Credit Default Stress

From Reuters:

April 15

The cost of insuring against a default by Greece and Ireland rose on Friday on growing speculation Greece will eventually have to restructure its debt and after Moody's downgraded Ireland to the brink of "junk" status.

The cost of insuring against a Greek default rose 15 basis points to 1105 bps, meaning it costs 1.1 million euros to ensure 10 million euros of debt against default, according to Markit.

Irish five-year CDS prices rose 10 bps to 555 bps.

April 21

The cost of insuring Greek government debt against default hit a new high on Thursday, extending a rise rise fuelled by talk of a possible restructuring.

Greek five-year credit default swaps rose as high as 1,335 basis points, up 53 bps on the day. Irish CDS rose 20 bps to 635 bps, while Portuguese CDS were up 17 bps to 650 bps.

EURO GOVT-Portuguese yields soar ahead of Easter break

Yields on Portuguese and Irish government bonds soared on Thursday as markets scaled back exposure to sovereign risk ahead of the long Easter weekend even while stocks rallied on strong corporate results.

Worries over a possible Greek debt restructuring were expected to keep pressure on rattled peripheral bond markets into next week, resulting in yields -- already at euro lifetime highs -- continuing to push higher.

Given the extreme levels already offered on Greek debt, with two-year yields at more than 23 percent, Portuguese and Irish bonds bore the brunt of market uncertainty.

Ten-year Portuguese bond yields PT10YT=TWEB rose above 10 percent for the first time since the launch of the euro, while two-year bond yields PT2YT=TWEB climbed by more than 100 basis points to 11.978 percent. Shorter-dated Irish yields rose by around 85 basis points <#IEBMK=> while two-year Greek yields were up by around 25 bps.

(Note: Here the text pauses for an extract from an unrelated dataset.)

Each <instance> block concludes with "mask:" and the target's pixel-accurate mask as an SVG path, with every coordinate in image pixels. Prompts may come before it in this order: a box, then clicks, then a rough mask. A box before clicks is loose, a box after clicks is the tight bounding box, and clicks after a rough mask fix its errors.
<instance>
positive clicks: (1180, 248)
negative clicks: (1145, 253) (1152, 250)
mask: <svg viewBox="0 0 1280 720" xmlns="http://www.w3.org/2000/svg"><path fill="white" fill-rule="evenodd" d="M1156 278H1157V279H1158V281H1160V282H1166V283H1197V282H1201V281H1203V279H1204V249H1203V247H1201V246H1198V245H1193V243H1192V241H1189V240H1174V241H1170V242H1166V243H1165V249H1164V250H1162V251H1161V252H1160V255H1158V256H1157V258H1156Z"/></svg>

Almost 85 percent of participants in a Reuters poll said Greece will have to restructure its debt, despite firm denials from Athens, although more than half said it would be at least a year before Greece acted. [ID:nN20173569] [ID:nLDE73J0J0]

Five-year Greek CDS prices show a 70 percent probability of default, based on a 43 percent recovery rate, according to Reuters calculations from Markit data.

Spanish 10-year debt outperformed after a successful bond sale on Wednesday eased fears of contagion, with yields falling for a third session.


The sovereign debt market is rapidly approaching the boiling point in some peripheral Euro countries. As we have mentioned before in previous posts - watch Credit Default Swaps - they are a good indicator of stress level in the bond market. From these latest results it appears we are approaching a breaking point. The coming week should produce some substantial market gyrations and fallout, in my view.